Regarding velocity... Pictures for those who don’t read. All 180gn .308 bullets. I’m the messenger, if you question the study contact the author. PRM-out.

“Possibly the most significant study on terminal performance of the last many years, from the perspective of the sportsman (if not that of the defense analyst), was documented in the June 1998 issue of Handloader magazine (Gary Sciuchetti, "The Best Hunting Bullet", No. 193, pp. 40 - 44). The author conducted an exhaustive and apparently well considered analysis of .308 caliber 180 grain bullets. His results are a little startling.”

“Perhaps the most striking observation from this penetration data is that increasing velocity has a detrimental effect on penetration for nearly all bullets over the entire velocity range of interest.”

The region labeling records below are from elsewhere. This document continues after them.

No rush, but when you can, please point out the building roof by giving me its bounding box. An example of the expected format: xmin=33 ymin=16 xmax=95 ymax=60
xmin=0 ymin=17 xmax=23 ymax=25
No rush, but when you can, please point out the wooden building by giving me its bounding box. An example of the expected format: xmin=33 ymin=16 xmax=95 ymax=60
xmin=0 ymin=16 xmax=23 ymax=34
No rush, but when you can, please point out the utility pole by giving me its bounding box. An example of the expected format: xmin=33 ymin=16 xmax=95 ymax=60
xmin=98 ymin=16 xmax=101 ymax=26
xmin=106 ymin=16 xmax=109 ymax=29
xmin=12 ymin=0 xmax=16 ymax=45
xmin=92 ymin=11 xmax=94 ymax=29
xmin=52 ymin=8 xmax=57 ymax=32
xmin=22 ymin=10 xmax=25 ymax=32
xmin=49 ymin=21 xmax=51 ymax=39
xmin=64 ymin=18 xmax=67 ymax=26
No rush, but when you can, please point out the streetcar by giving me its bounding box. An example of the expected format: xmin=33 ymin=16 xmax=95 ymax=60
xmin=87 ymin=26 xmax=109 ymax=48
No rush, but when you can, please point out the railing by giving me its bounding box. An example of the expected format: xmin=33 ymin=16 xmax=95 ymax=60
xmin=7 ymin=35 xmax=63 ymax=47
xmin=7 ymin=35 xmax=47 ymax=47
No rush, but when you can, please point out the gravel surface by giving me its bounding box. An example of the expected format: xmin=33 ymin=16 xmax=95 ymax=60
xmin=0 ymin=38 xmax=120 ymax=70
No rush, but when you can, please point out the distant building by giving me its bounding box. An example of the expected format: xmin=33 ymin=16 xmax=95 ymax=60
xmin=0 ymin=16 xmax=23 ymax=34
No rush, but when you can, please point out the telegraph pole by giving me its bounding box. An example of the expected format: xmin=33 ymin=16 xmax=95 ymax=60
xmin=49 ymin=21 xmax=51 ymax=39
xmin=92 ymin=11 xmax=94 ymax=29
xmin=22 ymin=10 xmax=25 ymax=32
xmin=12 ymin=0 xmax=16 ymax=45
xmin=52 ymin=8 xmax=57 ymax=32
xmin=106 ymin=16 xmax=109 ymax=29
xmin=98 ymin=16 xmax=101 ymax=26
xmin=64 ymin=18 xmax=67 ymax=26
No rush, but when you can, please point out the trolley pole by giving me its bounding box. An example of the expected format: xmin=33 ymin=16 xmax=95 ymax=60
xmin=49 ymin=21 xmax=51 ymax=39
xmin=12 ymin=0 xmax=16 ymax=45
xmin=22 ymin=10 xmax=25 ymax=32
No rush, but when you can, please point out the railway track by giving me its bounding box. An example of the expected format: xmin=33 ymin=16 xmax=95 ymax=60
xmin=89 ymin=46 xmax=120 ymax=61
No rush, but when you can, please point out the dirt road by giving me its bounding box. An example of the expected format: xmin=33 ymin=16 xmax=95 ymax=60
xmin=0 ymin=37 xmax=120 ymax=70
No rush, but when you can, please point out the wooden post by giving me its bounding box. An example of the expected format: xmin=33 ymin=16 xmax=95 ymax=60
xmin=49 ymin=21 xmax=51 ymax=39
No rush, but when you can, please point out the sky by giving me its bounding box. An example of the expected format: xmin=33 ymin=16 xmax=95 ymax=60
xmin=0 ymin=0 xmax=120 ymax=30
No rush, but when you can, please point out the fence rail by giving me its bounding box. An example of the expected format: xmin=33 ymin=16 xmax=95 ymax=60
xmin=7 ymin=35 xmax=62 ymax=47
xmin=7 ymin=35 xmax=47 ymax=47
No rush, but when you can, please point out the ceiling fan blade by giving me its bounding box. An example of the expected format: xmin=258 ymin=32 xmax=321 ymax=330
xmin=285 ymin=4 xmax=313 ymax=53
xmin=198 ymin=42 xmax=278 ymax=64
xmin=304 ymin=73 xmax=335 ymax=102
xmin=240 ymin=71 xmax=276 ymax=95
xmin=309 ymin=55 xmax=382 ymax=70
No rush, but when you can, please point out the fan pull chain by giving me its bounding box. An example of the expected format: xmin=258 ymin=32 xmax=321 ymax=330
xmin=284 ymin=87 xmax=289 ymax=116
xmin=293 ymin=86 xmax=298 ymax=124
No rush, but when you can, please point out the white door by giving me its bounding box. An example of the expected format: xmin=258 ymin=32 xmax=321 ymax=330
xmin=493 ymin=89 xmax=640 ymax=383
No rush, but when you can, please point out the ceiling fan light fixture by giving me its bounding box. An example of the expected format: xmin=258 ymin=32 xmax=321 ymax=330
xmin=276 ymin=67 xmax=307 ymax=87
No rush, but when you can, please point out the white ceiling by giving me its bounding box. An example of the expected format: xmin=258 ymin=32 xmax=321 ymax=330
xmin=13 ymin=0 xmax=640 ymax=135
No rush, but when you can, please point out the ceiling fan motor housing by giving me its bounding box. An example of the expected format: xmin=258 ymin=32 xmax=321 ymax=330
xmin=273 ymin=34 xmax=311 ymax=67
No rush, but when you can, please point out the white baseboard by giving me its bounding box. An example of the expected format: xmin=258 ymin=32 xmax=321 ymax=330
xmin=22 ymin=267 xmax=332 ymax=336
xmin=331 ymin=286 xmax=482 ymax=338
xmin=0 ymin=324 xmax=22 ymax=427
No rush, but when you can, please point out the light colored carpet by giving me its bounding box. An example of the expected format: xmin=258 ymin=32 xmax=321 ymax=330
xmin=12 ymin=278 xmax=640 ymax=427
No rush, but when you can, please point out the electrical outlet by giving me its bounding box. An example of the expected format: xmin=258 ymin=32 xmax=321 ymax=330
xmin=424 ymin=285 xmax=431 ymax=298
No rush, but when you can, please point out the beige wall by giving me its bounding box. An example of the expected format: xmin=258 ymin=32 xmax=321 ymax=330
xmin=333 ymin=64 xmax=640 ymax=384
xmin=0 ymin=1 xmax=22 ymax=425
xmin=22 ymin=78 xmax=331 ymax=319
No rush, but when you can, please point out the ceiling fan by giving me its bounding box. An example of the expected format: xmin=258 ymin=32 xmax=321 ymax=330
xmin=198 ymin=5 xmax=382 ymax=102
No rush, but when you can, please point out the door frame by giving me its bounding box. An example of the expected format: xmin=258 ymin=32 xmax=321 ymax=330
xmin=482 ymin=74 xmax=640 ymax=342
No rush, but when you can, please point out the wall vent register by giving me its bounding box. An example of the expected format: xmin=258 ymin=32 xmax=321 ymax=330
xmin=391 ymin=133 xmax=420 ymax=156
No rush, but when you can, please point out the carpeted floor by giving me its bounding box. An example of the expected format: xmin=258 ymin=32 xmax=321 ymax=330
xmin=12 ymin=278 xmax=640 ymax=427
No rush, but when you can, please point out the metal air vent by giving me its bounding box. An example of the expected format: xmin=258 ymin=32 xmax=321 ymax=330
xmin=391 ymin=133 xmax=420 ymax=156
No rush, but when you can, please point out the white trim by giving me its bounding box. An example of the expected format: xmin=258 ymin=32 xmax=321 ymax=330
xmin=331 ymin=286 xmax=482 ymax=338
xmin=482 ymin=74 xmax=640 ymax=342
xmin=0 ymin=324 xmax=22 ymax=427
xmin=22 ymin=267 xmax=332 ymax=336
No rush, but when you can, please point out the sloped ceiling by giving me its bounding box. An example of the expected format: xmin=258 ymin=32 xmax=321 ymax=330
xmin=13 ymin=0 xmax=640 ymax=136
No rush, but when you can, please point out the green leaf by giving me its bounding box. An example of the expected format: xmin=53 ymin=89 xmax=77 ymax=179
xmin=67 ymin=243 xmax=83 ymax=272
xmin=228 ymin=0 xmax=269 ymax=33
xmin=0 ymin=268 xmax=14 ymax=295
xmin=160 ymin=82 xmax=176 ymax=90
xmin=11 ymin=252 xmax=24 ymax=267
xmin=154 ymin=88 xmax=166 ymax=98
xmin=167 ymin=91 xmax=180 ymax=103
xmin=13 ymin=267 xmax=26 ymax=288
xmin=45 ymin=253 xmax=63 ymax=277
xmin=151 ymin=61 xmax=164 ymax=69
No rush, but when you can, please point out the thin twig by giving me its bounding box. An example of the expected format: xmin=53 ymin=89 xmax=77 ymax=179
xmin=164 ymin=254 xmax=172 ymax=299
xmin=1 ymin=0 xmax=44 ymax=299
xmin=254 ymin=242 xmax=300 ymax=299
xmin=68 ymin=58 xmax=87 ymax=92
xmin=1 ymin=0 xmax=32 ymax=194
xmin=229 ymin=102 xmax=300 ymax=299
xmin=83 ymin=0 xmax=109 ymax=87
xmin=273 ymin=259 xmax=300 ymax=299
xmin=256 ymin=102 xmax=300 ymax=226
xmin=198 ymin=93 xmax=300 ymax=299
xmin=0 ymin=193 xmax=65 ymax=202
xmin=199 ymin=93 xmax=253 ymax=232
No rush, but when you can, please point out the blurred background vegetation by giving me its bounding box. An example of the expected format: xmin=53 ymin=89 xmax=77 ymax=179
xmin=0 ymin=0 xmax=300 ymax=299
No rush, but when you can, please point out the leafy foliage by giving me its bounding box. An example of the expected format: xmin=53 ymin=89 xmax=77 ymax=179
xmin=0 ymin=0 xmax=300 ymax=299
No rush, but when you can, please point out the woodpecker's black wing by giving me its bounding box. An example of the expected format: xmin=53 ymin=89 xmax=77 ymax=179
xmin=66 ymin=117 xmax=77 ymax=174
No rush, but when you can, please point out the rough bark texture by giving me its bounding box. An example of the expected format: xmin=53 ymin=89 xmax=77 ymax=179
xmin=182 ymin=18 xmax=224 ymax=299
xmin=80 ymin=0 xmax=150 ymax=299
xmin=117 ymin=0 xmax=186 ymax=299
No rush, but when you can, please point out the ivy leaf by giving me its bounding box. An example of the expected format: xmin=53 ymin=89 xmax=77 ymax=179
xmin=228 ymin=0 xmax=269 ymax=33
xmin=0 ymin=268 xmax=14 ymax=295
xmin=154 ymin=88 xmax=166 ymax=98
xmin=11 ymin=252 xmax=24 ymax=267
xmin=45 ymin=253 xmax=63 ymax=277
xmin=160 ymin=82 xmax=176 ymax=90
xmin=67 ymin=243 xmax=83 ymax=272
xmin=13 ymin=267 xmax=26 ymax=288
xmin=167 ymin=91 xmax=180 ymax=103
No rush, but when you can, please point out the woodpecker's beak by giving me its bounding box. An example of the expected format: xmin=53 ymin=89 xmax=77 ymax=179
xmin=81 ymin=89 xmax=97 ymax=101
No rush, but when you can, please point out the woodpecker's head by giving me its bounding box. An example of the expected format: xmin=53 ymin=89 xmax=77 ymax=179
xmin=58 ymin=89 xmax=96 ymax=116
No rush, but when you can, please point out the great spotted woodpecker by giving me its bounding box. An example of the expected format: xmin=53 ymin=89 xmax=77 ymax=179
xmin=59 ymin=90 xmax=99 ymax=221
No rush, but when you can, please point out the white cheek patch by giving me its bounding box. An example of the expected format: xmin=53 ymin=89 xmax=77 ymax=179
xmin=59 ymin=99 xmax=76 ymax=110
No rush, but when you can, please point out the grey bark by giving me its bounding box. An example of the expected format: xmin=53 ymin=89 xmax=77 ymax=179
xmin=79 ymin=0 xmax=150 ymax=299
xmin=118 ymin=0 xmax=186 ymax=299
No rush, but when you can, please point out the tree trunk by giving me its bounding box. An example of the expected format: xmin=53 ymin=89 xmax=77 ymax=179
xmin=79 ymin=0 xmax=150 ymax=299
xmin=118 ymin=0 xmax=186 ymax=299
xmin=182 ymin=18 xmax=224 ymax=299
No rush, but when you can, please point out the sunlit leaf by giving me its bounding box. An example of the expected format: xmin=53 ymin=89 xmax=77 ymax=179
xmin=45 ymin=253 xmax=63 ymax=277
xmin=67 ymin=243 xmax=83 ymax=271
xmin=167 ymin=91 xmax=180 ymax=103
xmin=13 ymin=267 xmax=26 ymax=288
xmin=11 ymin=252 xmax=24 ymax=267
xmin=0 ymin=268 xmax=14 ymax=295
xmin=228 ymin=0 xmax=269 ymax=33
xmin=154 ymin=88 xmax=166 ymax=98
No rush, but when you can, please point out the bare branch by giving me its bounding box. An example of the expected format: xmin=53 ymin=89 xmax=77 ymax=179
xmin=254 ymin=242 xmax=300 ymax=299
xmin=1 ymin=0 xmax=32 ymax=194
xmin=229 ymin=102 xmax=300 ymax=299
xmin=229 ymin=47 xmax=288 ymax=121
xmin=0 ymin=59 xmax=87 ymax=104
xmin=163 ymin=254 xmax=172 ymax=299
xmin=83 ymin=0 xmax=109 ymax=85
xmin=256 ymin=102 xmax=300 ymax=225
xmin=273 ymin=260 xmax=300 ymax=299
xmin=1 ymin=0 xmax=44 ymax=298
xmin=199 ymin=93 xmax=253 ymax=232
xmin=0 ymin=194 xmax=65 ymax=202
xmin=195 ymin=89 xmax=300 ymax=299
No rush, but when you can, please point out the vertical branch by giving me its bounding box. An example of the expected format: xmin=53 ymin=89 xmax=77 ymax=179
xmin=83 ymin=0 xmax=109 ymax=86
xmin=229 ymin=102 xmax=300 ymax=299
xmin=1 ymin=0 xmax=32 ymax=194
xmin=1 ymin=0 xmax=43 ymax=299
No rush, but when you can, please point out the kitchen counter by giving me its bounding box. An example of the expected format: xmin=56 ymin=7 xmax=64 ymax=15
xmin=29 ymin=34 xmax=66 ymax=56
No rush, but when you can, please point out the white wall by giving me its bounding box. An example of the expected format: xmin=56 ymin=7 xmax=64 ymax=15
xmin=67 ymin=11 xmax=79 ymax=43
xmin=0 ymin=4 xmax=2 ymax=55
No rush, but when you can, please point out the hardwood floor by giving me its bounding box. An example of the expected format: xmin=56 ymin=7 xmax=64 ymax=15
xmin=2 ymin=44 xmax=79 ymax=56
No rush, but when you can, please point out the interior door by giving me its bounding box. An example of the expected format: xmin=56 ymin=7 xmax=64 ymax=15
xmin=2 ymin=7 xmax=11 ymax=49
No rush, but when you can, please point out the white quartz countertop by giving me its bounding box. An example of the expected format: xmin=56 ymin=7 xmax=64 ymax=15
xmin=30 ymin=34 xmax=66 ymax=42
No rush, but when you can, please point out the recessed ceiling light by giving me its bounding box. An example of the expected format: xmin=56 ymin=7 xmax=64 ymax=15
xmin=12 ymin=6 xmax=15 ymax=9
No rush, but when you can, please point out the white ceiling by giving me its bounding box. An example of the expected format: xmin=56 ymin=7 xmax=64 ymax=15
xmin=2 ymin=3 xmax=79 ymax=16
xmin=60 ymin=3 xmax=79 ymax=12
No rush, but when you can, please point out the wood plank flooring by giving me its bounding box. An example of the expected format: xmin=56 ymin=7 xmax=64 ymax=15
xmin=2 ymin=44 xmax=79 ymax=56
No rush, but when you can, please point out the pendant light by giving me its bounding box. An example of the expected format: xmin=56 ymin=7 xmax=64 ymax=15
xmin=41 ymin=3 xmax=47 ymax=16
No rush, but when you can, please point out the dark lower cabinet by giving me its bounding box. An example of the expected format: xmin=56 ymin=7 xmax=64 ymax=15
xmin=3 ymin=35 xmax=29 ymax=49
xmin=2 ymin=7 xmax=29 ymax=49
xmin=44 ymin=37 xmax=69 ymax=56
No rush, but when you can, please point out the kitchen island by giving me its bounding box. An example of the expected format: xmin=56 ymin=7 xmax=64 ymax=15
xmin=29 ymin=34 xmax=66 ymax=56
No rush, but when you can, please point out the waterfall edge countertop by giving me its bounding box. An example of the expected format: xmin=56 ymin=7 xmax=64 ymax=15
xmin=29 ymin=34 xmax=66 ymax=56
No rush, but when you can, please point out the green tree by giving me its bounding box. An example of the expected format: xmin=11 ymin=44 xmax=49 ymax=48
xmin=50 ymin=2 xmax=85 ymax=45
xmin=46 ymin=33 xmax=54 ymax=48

“Although some scientifically minded individuals may object to the test media used (saturated phonebooks), the author prudently tested a variety of media under different conditions and correlated these to shots made into deer cadavers along several shotlines of interest to the hunter.”

“The second very interesting trend that immediately leaps out in looking at these data is that nearly all of these types of bullets, simple gilding metal designs, bonded bullets and monolithics alike, exhibit highly erratic behavior as impact velocities approach and descend below ~2000 fps. ”

“While for some loads the rapidity of death may be improved by high velocity (from, say 2200 fps to 3000 fps), the practical lethality of modern weapons has not really increased significantly, merely their effective range. We're not speaking of whether or not these loads are lethal, merely how quickly.”

- Commercial brands are the Federal, Remington and Winchester soft point lead-core, gilding-metal jacketed bullets;
- Conventional bullets are a larger set comprised of simple gilding-metal jacketed, lead-core design offered by the reloading suppliers Hornady, Sierra and Speer, as well as the major ammunition makers;
- Premium bullets are the major brand controlled expansion designs without bonded cores, such as the Barnes X, Speer Grand Slam, Nosler Partition and Winchester Fail-Safe;
- Custom bonded bullets are heavy-jacketed, lead-core controlled expansion designs by custom manufacturers that all feature a lead core bonded to the jacket.